En 2005 el hermano de Jairo, Baudillo Borocuara, fue desaparecido forzosamente del municipio de Pueblo Rico, comunidad Waisur. Baudillo tenía apenas 15 años. La versión del hecho aportada a la Fiscalía General de la Nación es la siguiente:
<<Mi hermano vivía en casa de mi madre en la comunidad Mojaudó, él se encontraba estudiando segundo de bachillerato en el Instituto Dokabu. En ese tiempo había mucha presencia de la guerrilla en la zona y le decían a mi hermano que por madrugar estaba identificado como colaborador e informante del Ejercito Nacional.
El día de los hechos, él salió como de costumbre al instituto, que quedaba como a más de una hora de camino a pie. Desde ese día no volvimos a saber de nuestro hermano, nadie nos había dado ninguna información, excepto porque nosotros investigando con gente de la guerrilla supimos que ellos habían dicho que a mi hermano lo habían matado por sapo. Ellos no nos quisieron decir donde habían enterrado a mi hermano, no nos quisieron decir nada de los hechos, nosotros queríamos recoger el cuerpo de nuestro hermano. Nosotros nos pusimos a investigar, porque al cabildo le daba miedo hacer eso porque los podían matar. Por investigar, a nosotros nos empezaron a amenazar y por miedo de esto nos tocó desplazarnos>>.
A causa de lo anterior, en el 2009 Jairo Borocuara, junto a algunos integrantes de su núcleo familiar, llegaron a Bogotá. En 2013, cuando varias familias fueron acompañadas en el proceso por algunas entidades del Estado, les dieron un subsidio de vivienda y alimentos para el retorno. Sin embargo, según las versiones de Jairo, a él y a su familia no se le garantizó ni siquiera el transporte, además, agrega que en ese momento se quedó en Bogotá debido a una enfermedad que contrajo su esposa, así que decidió viajar dos meses después. Estando en su territorio, cuenta Jairo, no le entregaron las ayudas humanitarias prometidas por las entidades. Sin mucho más que él pudiera hacer, decidió regresar a Bogotá para exigir lo pactado.
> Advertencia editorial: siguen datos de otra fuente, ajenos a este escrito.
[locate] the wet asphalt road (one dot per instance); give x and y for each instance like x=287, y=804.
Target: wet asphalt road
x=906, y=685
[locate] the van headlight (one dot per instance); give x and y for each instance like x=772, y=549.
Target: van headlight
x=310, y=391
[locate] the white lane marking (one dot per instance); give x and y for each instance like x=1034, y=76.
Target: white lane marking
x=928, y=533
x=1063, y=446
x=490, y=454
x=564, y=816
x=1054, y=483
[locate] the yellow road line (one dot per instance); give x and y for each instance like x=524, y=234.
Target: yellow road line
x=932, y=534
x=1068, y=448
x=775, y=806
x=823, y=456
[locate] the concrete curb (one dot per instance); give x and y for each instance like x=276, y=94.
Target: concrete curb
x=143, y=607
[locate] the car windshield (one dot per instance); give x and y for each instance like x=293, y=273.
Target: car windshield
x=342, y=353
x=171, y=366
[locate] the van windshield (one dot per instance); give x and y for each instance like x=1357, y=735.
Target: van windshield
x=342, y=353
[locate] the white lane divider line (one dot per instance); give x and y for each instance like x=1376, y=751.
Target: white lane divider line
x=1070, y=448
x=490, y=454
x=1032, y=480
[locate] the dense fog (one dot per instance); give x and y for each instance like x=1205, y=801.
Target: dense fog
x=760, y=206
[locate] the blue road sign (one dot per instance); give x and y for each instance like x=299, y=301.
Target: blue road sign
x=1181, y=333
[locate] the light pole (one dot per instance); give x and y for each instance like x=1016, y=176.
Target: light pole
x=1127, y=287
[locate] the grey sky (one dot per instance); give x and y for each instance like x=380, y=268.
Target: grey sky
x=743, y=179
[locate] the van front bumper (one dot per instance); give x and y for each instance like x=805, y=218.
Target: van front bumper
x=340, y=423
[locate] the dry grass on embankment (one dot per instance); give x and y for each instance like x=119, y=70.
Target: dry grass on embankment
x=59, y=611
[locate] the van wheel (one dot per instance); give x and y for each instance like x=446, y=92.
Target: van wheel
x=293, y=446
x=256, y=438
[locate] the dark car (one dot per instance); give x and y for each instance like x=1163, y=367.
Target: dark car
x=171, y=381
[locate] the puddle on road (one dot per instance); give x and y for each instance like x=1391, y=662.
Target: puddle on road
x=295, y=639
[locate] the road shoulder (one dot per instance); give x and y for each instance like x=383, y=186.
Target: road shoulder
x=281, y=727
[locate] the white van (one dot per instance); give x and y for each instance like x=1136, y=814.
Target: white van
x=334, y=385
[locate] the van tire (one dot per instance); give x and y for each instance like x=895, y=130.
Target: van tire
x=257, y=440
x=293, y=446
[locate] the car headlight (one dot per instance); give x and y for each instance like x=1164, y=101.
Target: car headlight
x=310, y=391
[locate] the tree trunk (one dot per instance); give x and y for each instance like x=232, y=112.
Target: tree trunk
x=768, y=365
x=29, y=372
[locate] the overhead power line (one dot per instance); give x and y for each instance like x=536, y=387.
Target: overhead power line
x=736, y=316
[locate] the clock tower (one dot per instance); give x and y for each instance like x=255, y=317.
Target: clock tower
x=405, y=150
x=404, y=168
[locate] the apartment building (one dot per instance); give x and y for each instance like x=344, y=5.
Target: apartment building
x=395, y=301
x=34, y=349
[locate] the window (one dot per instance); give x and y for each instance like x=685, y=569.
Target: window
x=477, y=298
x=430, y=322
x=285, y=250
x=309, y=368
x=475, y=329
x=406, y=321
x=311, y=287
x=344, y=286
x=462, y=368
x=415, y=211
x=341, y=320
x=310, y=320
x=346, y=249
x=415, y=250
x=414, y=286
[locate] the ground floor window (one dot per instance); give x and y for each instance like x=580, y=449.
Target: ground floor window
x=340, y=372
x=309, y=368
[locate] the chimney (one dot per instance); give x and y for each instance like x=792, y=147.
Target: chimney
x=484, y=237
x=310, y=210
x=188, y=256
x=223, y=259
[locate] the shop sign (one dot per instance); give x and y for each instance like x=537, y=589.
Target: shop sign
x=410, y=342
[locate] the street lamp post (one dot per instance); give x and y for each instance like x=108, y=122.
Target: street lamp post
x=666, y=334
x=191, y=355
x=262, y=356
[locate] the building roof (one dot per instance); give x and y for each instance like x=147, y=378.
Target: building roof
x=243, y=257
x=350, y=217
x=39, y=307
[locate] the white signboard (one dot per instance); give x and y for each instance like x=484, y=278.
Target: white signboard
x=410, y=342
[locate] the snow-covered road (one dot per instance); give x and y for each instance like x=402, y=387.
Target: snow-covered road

Desde entonces se encuentran en el Sanber a la espera de una respuesta eficiente.
Hoy sus necesidades son muchas y provienen del contexto urbano: la carencia de oportunidades laborales debido a la falta de formación técnica y profesional, ellos escasamente han logrado obtener su título como bachiller académico; la comunicación, pues a pesar de hablar español se les dificulta expresar sus ideas de forma clara, y es que el embera chamí considera que si deja de hablar su lengua nativa deja de ser indígena; y la falta de recursos económicos ha conllevado a que su núcleo familiar y demás miembros de la comunidad se alojen en inquilinatos y hacinamientos, sitios que carecen de condiciones dignas y salubres.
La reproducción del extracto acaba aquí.